Reflections by Jeremy Alger

As we approach the last game of the NFL season the thirty teams not in that game are starting preparations for next year. One of the first questions is “Who will be their coach?” More than a handful of teams have replaced their head coach in the last few days. In that discussion and guessing who will be a good coach there is a concept called the coaching tree. It is essentially the different coaches that have worked as assistant coaches under other specific head coaches.
Andy Reid is coaching in the Super Bowl this year. His coaching tree is vast. Teams assume that someone who worked under Andy Reid will have the ability to be a good coach.
We look at this tree concept in realms other than coaching. If you were to make a coaching tree for Jesus you would easily give it twelve branches, one for each of the disciples. These are who Jesus directly taught how to serve and how to lead.
But as you consider those twelve it doesn’t take long to notice the bad branch. Judas betrayed Jesus and literally sold Him out to be crucified! We know that Jesus was without fault, yet his teaching wasn’t enough to steer Judas on the right path.
I understand that Jesus needed to die for our sins according to prophesy, so I am not suggesting that it would be better if Judas hadn’t betrayed Jesus. But I am confident from Judas’ final days that he regretted it himself.
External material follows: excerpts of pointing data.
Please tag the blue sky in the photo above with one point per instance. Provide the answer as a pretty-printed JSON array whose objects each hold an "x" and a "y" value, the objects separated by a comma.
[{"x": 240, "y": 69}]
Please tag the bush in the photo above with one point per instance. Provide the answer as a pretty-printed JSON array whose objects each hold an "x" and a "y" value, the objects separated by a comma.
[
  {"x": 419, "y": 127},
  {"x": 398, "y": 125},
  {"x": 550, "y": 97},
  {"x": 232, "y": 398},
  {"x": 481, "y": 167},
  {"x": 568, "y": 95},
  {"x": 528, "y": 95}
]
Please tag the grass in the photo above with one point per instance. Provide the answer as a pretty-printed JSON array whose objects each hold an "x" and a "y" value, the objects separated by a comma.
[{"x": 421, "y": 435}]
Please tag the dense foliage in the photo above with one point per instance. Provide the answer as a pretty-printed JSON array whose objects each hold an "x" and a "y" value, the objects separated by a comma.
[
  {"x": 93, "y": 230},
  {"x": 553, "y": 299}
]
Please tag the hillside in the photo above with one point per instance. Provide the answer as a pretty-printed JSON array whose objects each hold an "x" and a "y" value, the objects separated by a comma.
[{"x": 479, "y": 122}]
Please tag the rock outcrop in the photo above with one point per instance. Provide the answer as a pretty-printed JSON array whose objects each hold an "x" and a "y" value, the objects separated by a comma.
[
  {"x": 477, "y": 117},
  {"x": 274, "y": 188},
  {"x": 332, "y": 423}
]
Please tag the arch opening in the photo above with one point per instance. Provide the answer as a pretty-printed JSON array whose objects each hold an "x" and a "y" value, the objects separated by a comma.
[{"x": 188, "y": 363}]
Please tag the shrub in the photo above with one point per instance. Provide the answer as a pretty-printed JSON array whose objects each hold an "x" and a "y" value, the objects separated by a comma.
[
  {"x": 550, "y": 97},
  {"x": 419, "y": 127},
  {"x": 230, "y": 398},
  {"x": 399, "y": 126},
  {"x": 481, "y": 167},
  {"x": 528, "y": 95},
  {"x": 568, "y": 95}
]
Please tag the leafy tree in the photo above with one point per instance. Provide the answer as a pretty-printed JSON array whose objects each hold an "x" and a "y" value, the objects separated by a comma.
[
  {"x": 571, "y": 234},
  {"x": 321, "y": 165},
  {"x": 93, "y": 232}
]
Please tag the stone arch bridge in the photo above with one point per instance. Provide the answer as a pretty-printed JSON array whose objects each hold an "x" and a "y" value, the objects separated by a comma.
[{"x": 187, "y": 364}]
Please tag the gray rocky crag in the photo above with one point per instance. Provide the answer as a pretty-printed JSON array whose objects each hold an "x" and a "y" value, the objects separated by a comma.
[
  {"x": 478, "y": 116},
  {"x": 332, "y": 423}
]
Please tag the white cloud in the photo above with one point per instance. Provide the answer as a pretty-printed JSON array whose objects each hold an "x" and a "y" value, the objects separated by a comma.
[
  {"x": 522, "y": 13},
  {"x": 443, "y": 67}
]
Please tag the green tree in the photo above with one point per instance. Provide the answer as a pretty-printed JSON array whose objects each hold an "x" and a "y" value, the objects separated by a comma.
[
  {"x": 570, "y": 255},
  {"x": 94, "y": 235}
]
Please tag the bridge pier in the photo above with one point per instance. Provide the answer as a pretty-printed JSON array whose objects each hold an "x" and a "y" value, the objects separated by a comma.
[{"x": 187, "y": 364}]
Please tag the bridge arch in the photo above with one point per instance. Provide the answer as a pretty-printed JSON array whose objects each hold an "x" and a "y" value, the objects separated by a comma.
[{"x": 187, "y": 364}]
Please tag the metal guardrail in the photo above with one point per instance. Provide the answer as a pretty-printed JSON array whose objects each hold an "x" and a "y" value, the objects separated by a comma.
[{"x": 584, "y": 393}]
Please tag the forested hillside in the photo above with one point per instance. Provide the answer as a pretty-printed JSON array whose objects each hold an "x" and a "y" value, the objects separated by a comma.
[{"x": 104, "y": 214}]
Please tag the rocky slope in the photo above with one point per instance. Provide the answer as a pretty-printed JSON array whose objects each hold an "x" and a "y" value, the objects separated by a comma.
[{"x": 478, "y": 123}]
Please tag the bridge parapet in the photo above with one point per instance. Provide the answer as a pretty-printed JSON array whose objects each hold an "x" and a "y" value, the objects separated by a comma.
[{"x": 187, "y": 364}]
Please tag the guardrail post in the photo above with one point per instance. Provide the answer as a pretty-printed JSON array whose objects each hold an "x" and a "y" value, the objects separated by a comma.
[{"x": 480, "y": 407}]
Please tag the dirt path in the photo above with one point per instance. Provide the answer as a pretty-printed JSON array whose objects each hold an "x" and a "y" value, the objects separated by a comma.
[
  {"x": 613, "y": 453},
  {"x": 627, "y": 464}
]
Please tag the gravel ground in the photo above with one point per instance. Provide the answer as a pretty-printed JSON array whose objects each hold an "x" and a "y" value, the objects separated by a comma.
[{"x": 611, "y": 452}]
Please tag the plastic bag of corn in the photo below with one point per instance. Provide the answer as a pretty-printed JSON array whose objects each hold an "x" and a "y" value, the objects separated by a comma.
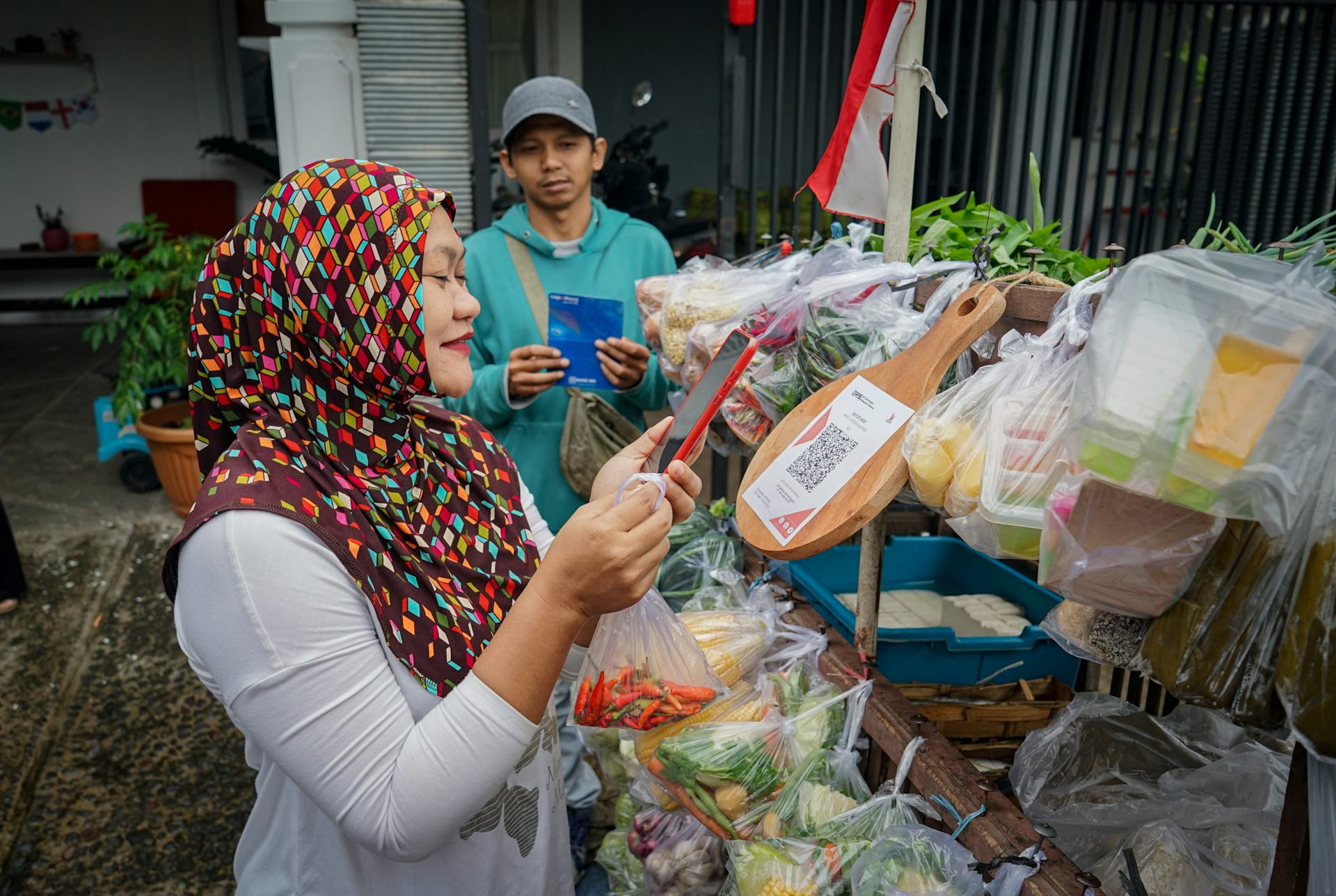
[{"x": 734, "y": 641}]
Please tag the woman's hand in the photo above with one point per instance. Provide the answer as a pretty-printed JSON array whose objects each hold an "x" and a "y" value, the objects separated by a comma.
[
  {"x": 683, "y": 483},
  {"x": 607, "y": 556}
]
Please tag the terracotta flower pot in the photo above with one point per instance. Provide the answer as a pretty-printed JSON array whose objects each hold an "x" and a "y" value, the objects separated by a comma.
[
  {"x": 55, "y": 239},
  {"x": 171, "y": 447}
]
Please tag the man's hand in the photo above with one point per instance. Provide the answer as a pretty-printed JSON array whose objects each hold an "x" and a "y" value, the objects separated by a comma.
[
  {"x": 534, "y": 370},
  {"x": 623, "y": 361}
]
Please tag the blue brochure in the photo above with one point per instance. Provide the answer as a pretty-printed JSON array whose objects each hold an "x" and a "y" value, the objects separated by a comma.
[{"x": 573, "y": 323}]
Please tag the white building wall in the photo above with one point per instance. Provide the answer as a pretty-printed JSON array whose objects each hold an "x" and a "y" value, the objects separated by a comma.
[{"x": 162, "y": 87}]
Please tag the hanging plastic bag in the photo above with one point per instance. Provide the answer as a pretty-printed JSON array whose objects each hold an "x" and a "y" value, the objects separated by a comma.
[
  {"x": 794, "y": 647},
  {"x": 722, "y": 772},
  {"x": 688, "y": 863},
  {"x": 797, "y": 685},
  {"x": 626, "y": 872},
  {"x": 889, "y": 808},
  {"x": 1104, "y": 768},
  {"x": 692, "y": 568},
  {"x": 1024, "y": 458},
  {"x": 1120, "y": 550},
  {"x": 1172, "y": 863},
  {"x": 826, "y": 785},
  {"x": 849, "y": 303},
  {"x": 1209, "y": 378},
  {"x": 713, "y": 297},
  {"x": 793, "y": 865},
  {"x": 701, "y": 522},
  {"x": 734, "y": 640},
  {"x": 1305, "y": 666},
  {"x": 949, "y": 442},
  {"x": 916, "y": 862},
  {"x": 643, "y": 668},
  {"x": 1097, "y": 636}
]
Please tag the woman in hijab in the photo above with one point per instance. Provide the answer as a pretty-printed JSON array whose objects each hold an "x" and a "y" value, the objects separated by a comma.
[{"x": 358, "y": 581}]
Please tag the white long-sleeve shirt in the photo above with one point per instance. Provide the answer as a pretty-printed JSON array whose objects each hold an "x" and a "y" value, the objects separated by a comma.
[{"x": 365, "y": 783}]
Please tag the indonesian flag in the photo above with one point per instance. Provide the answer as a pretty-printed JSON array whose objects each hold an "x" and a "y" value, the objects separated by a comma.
[{"x": 852, "y": 177}]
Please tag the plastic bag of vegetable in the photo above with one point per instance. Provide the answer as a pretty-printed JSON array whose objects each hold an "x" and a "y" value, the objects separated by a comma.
[
  {"x": 916, "y": 862},
  {"x": 734, "y": 640},
  {"x": 800, "y": 684},
  {"x": 643, "y": 669},
  {"x": 1104, "y": 768},
  {"x": 945, "y": 442},
  {"x": 730, "y": 593},
  {"x": 710, "y": 297},
  {"x": 1305, "y": 666},
  {"x": 826, "y": 785},
  {"x": 653, "y": 827},
  {"x": 626, "y": 872},
  {"x": 690, "y": 569},
  {"x": 723, "y": 771},
  {"x": 794, "y": 646},
  {"x": 889, "y": 808},
  {"x": 701, "y": 522},
  {"x": 687, "y": 863},
  {"x": 617, "y": 756},
  {"x": 793, "y": 867}
]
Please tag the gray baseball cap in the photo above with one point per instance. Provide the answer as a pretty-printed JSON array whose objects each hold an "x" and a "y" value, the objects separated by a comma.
[{"x": 547, "y": 95}]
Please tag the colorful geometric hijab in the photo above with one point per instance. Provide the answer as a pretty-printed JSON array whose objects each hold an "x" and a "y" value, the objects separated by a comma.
[{"x": 305, "y": 350}]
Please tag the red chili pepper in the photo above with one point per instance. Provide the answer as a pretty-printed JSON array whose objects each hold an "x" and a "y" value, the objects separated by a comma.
[
  {"x": 583, "y": 696},
  {"x": 650, "y": 711},
  {"x": 691, "y": 692},
  {"x": 621, "y": 700}
]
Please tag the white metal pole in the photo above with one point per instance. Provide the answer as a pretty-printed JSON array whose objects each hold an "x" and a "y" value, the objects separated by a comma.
[{"x": 896, "y": 248}]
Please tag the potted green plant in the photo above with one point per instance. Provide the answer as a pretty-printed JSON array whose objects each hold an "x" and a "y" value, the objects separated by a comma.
[
  {"x": 55, "y": 238},
  {"x": 157, "y": 273}
]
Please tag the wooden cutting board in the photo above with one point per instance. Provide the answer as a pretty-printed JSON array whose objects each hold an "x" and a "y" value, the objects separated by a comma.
[{"x": 912, "y": 378}]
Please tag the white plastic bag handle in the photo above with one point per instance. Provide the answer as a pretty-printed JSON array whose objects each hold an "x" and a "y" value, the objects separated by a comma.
[{"x": 658, "y": 480}]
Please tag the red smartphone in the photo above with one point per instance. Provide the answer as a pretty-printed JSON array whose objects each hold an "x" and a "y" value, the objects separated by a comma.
[{"x": 688, "y": 424}]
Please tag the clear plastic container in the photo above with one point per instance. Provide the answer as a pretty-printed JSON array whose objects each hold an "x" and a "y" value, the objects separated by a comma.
[{"x": 1209, "y": 377}]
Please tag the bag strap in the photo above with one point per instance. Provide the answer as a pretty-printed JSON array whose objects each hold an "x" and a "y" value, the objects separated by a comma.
[{"x": 531, "y": 283}]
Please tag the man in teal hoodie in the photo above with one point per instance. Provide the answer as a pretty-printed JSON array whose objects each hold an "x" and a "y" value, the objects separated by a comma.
[{"x": 578, "y": 246}]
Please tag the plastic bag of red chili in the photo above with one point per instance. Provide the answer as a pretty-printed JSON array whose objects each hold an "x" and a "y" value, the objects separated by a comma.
[{"x": 644, "y": 669}]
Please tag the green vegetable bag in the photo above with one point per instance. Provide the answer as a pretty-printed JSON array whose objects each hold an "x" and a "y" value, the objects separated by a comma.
[{"x": 690, "y": 569}]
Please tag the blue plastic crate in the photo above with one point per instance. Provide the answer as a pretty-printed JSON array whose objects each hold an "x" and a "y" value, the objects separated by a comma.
[{"x": 946, "y": 566}]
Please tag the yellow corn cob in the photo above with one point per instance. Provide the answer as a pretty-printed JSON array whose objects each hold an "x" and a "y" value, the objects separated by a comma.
[
  {"x": 733, "y": 641},
  {"x": 739, "y": 705},
  {"x": 777, "y": 887}
]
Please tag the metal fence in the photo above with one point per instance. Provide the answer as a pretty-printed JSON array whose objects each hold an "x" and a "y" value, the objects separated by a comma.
[{"x": 1140, "y": 114}]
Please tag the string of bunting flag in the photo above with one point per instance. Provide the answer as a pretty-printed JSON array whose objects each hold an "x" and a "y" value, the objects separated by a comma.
[{"x": 43, "y": 115}]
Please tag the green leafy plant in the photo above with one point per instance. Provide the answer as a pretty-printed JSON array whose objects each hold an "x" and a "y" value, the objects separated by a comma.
[
  {"x": 51, "y": 221},
  {"x": 951, "y": 232},
  {"x": 158, "y": 277},
  {"x": 242, "y": 151},
  {"x": 1227, "y": 237}
]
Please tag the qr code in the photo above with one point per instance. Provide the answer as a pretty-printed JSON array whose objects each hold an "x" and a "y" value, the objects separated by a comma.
[{"x": 810, "y": 467}]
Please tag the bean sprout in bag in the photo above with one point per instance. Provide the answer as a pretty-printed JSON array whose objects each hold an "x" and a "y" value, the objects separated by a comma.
[{"x": 644, "y": 666}]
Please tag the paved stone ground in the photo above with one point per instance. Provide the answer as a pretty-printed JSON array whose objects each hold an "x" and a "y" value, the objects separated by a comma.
[{"x": 120, "y": 775}]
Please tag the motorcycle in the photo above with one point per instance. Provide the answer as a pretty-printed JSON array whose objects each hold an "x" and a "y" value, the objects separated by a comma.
[{"x": 634, "y": 181}]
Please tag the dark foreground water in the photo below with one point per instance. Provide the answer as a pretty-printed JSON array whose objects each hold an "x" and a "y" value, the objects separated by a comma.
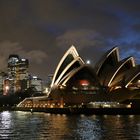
[{"x": 42, "y": 126}]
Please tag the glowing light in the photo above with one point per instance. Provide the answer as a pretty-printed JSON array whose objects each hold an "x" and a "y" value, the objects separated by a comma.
[
  {"x": 88, "y": 62},
  {"x": 84, "y": 82}
]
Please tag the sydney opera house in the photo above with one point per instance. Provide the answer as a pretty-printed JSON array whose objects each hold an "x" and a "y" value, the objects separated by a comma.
[{"x": 74, "y": 82}]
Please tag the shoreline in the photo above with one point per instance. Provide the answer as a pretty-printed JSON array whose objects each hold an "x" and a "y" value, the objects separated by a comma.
[{"x": 86, "y": 111}]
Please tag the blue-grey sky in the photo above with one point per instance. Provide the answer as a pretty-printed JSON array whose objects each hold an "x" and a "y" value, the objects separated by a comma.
[{"x": 42, "y": 30}]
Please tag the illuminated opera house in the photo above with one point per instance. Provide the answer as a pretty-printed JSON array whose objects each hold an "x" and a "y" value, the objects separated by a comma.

NFL owners are often shocked when a coach from a good coaching tree turns out to be a dud of a coach. We Christians seem to be shocked when people whom we look up to fail. The church is getting rocked repeatedly by people whom we regard as leaders and pillars that are falling away or just walking away from the faith that they have professed. But if we think of the one out of twelve rate of failure for Jesus’ own disciples, perhaps we should not be so surprised.
Some people are living guarded lives instead of being open and intimate with people because they are afraid that someone might disappoint or even worse, actually betray them. I want to say that they are making a mistake that is costing them and the world the blessings of what they could do if they lived by faith rather than by fear.
Jesus knew the prophecies. He knew that He was headed for a painful, terrible fate. In the upper room Jesus made clear that He knew what Judas was going to do before it happened. But before Jesus made that revelation He humbled Himself and washed the disciples’ feet. Then He gave them the gift of communion, an opportunity to unite with Christ in His death and resurrection. Those things were done with/for Judas.
The point is that Jesus didn’t guard Himself from being hurt or abandoned or betrayed. He loved openly (some song writers would say recklessly). If we are going to be our best and do our best for the Kingdom of God that is the example that we need to follow. Open our hearts, our doors, and our lives to people; a fraction of whom will hurt us.
All of those we open up to will be blessed by what God is doing in and through us, and when we are hurt Jesus will be our comforter, who knew every ounce of the pain that we feel.